Now I am told the real problem is greenhouse gasses. They seem to forget that Russia, China and India account for most of the world’s pollution and greenhouse gasses. We are one of the least-polluting industrial countries in the world. But wait, animal gaseous emissions are a principal culprit. In the United States we could do away with cows, sheep and goats and convert to plant-based food. Except most of the land used to support these animals is not fitted for cultivation. But if the land is irrigated it will support cultivation. Except water is already in limited supply. The other problem concerns the millions of wild ruminates principally in Africa that need to also be eliminated. Most of these species serve no useful purpose anyway. If someone wants to only eat food not derived from a mother, that is their prerogative. Don’t impose your prejudice on my beef-eating preference.
The final comment concerns fossil fuel and alternate energy sources. It is a well-known fact that coal and oil are found in only a few worldwide locations. I envision millions of plants migrating to a few locations to die and be converted into coal for our future benefit. Or millions of dinosaurs digging down ten thousand feet into a unique location to form a pool of oil. When has anyone replicated plants dying to form coal or animals dying to form oil. Why can’t these minerals occur in the earth just like hundreds of other minerals?
And then there are alternate forms of electrical energy. Electrical energy is consumed on a 24/7 continual bases. Conventional wisdom seems to rely in the future on intermittent energy sources. The answer seems to be based on the future development of energy storage, hopefully. Windmills are economically feasible when heavily subsidized. They are noisy, kill birds and occupy agriculture land in short supply. Solar is also dependent on financial subsidy. It requires mineral that is in limited supply, requires constant maintenance and occupies thousands of acres. An oil well would require a couple of acres in the same area but apparently is not ecological. Who has computed the number and cost of windmills and solar panels needed to replace current electrical generation?
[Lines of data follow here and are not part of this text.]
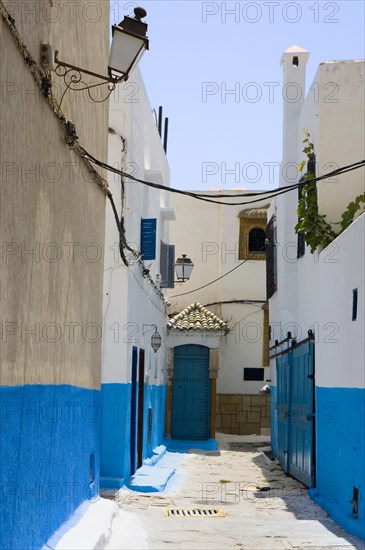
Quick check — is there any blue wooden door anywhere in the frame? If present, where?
[276,353,291,472]
[288,342,314,487]
[171,344,210,440]
[276,341,315,487]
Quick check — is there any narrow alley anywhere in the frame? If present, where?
[104,434,364,550]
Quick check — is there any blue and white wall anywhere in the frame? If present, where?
[268,47,365,539]
[101,69,174,488]
[310,214,365,539]
[0,0,109,550]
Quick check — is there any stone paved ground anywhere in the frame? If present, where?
[103,434,365,550]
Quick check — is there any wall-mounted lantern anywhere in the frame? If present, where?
[174,254,194,283]
[142,325,162,353]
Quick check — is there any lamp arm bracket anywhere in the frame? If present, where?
[55,58,125,86]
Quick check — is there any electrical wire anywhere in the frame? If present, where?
[81,147,365,206]
[170,251,264,298]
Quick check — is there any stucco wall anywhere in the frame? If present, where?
[168,191,269,402]
[0,1,109,388]
[268,49,365,538]
[101,68,174,488]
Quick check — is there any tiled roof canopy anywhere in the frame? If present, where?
[238,205,270,220]
[167,302,229,332]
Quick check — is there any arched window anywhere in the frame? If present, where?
[248,227,266,253]
[238,205,268,261]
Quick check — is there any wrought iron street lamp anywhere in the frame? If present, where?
[41,7,149,104]
[174,254,194,283]
[142,325,162,353]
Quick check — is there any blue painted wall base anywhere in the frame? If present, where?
[309,387,365,540]
[100,383,166,489]
[271,386,365,540]
[0,385,101,550]
[163,437,218,453]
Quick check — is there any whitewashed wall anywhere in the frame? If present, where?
[102,68,173,384]
[168,190,269,394]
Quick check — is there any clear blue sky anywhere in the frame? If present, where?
[110,0,365,189]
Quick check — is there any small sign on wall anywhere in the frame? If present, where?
[243,367,265,382]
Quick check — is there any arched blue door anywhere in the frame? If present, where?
[170,344,210,440]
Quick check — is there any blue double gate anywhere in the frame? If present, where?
[276,340,315,487]
[171,344,211,440]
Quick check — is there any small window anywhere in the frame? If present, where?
[89,453,95,485]
[141,218,157,260]
[248,227,266,253]
[352,288,358,321]
[266,216,277,300]
[160,241,175,288]
[238,211,267,261]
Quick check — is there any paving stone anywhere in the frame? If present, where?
[106,434,364,550]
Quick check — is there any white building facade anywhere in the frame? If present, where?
[168,195,270,440]
[101,69,174,488]
[267,46,365,538]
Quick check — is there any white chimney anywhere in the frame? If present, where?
[281,46,309,185]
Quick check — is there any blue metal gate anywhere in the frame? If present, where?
[170,344,210,440]
[276,340,314,487]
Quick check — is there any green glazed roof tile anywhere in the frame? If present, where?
[167,302,229,332]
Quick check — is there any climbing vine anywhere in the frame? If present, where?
[295,128,365,254]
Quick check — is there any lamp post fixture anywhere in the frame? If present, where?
[41,7,149,109]
[174,254,194,283]
[142,325,162,353]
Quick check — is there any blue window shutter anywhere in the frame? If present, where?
[160,241,175,288]
[167,244,175,288]
[141,218,157,260]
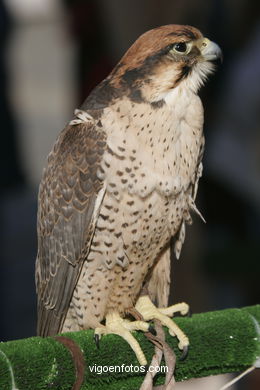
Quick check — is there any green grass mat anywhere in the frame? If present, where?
[0,305,260,390]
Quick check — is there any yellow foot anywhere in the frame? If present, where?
[94,312,150,366]
[135,295,189,359]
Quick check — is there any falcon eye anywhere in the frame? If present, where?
[173,42,187,54]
Finally, there are electric cars. Current annual worldwide production of cars is at 30 million. How will that many batteries be manufactured from minerals in limited supply? Then with the worldwide number of cars on the road, where will the additional electricity come from to charge all those batteries each night?
The real problem is worldwide population. The obvious answer is to remove at least three-fourths of the people. Not a bad idea, except that might include me or even you.